It is my great pleasure to have the opportunity to talk about my interpreting and translating career. I was born into a bilingual family in Yugoslavia – Hungarian and Serbian/Croatian. My family lived on the territory of Serbia and had relatives both in Serbia and in Hungary. As it happens in bilingual families, the two (or more) languages were spoken equally and daily in our house and formal education, radio and TV programs, newspapers and magazines were available in both languages. I migrated to Australia in 1992 and became an accredited translator in 1994, although I had worked as a translator and interpreter for a number of years before I migrated.
From an early age, I wanted to be an interpreter and translator and all my studies were directed towards that goal. When I just started to talk, relatives from the Hungarian side of the border visited and wanted to communicate with my mother who did not speak much Hungarian. They asked me to interpret between them and explained that I just had to say what they had said in Hungarian to my mother in Serbian. After I had understood that it was that easy, I started and never stopped. Apart from being fascinated with how different languages work and wanting to express different things, I found that the often overlooked interpreter and the invisible translator have a role which is extraordinarily powerful because we are a bridge which connects two worlds which would not have meaningful contact without us.
This work can never get boring. Even with standard documents, there are always some surprises and challenges. There is a very wide range of types of texts that need to be translated that I am always learning something new: from geography, history, names and their origins to health, taxation, and legal issues. There is so much to learn from all these materials that it is like reading a good book. Even sitting at home alone, translation is very much a two-way process – I feel that I am not the only one giving.
The industry has changed a lot over my career. I used to work on a typewriter, with translations delivered to clients manually, and relied on hard copy dictionaries. I have collected about 150 dictionaries! The fax machine made our lives a bit easier, and after that the computer came along. At first the computers and fonts did not work so well, and before the internet and email, the computer was just another version of the typewriter (with the advantage of being able to delete text without making a hole in the document and having to start all over again).
The internet and the email made the most significant difference and with them, computers started to make more sense to me. At the beginning, the internet was slow and frustrating, but it improved considerably within a relatively short time and became more accepted. Now we can work from anywhere and have clients from all over the world. This is a great advantage. Another advantage is that we can access not only dictionaries, but an endless number of articles on anything we work on and within seconds or minutes find the right term for almost anything. And we learn so many other things along the way. In the last few years, demand for translation work has gone up to a level which has never been seen before.
To those who may be considering a career in this profession, I would, first of all, say that we need young people to join the profession and that they will be well-supported and mentored by their senior colleagues, training organisations and employers. I would strongly advise them to use every opportunity to study and improve their knowledge of the languages, keep up to date with ever‑emerging new technologies, be flexible and have patience with building their careers, know how to apply the principles of the Code of Ethics, and know that interpreters and translators are students for life. Choosing this career means that we are enrolling in a life‑long course that will never finish.
To finish, I would like to share a recipe with you. A lot of people may be familiar with ‘burek’, ‘chevapi’, ‘veshalica’, ‘muchkalica’, ‘musaka’, ‘sarma’ (sour cabbage rolls), ‘baklava’, ‘djuvech’ – dishes which we share with the Turks, Greeks and Middle-Eastern people.
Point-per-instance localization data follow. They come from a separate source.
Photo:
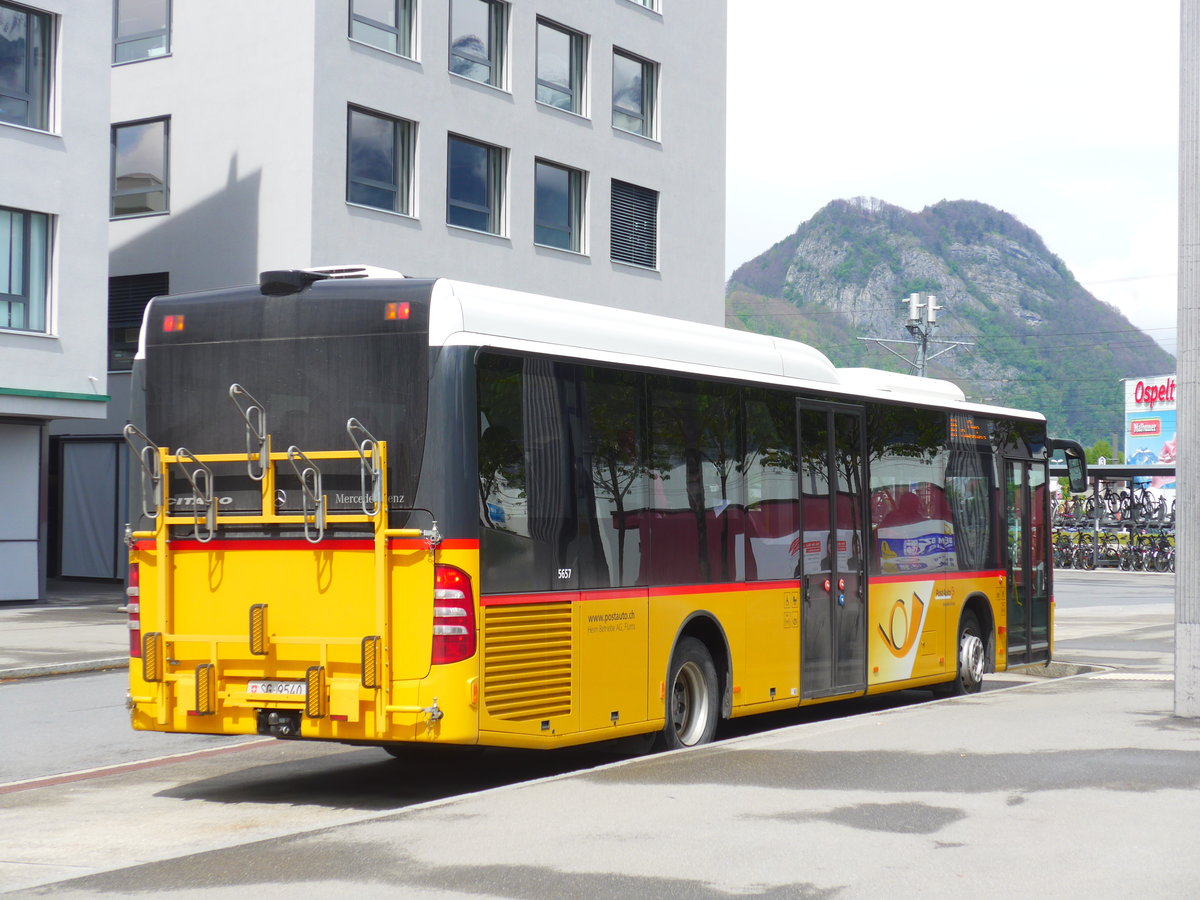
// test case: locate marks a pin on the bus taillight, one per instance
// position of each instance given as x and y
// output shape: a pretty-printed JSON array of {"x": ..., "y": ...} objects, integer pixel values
[
  {"x": 133, "y": 606},
  {"x": 454, "y": 616}
]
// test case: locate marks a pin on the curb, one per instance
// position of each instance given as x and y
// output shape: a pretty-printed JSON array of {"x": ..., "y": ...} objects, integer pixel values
[{"x": 52, "y": 669}]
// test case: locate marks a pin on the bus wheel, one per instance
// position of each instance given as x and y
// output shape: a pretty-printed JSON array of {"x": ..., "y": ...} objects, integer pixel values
[
  {"x": 972, "y": 657},
  {"x": 691, "y": 697}
]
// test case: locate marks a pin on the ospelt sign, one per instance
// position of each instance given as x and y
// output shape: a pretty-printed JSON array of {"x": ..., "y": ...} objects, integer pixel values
[
  {"x": 1150, "y": 420},
  {"x": 1152, "y": 393}
]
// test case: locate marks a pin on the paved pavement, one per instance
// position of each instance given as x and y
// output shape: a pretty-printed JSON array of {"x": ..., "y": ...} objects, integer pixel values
[
  {"x": 81, "y": 627},
  {"x": 1072, "y": 786}
]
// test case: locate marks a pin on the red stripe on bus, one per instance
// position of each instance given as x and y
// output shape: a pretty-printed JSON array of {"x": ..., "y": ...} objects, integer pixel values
[
  {"x": 935, "y": 576},
  {"x": 275, "y": 545},
  {"x": 268, "y": 544},
  {"x": 570, "y": 597},
  {"x": 421, "y": 544}
]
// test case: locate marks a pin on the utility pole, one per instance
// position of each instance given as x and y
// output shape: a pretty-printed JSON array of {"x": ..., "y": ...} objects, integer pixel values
[
  {"x": 1187, "y": 580},
  {"x": 922, "y": 323}
]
I decided to share a simpler dish that everyone will like: Leskovachka muchkalica (Лесковачка мућкалица-Leskovačka mućkalica):
- Chop up leftover meat from your last barbeque
- Depending on the quantity of meat, chop and fry brown onion/s until soft
- Add chopped roasted capsicum in the pot with the onion, plus the chopped up barbequed meat and a can or two of chopped tomatoes.
- Add salt (or Vegeta – a mixture of dry spices used for everything, available in every supermarket, but it contains salt, so be careful), smoked paprika flakes, sweet and hot paprika powder – this dish needs to be spicy!
- Boil it until all ingredients come together and the juice thickens/reduces and eat it with thick slabs of fresh (white) bread.
Пријатно! Dobar tek! Jó étvágyat! Bon appétit! Or as the Aussies say: Two, four, six, eight, bog in, don’t wait!
Elizabeth Comor is a Certified Translator in Serbian (both directions), Croatian (both directions) and English into Hungarian.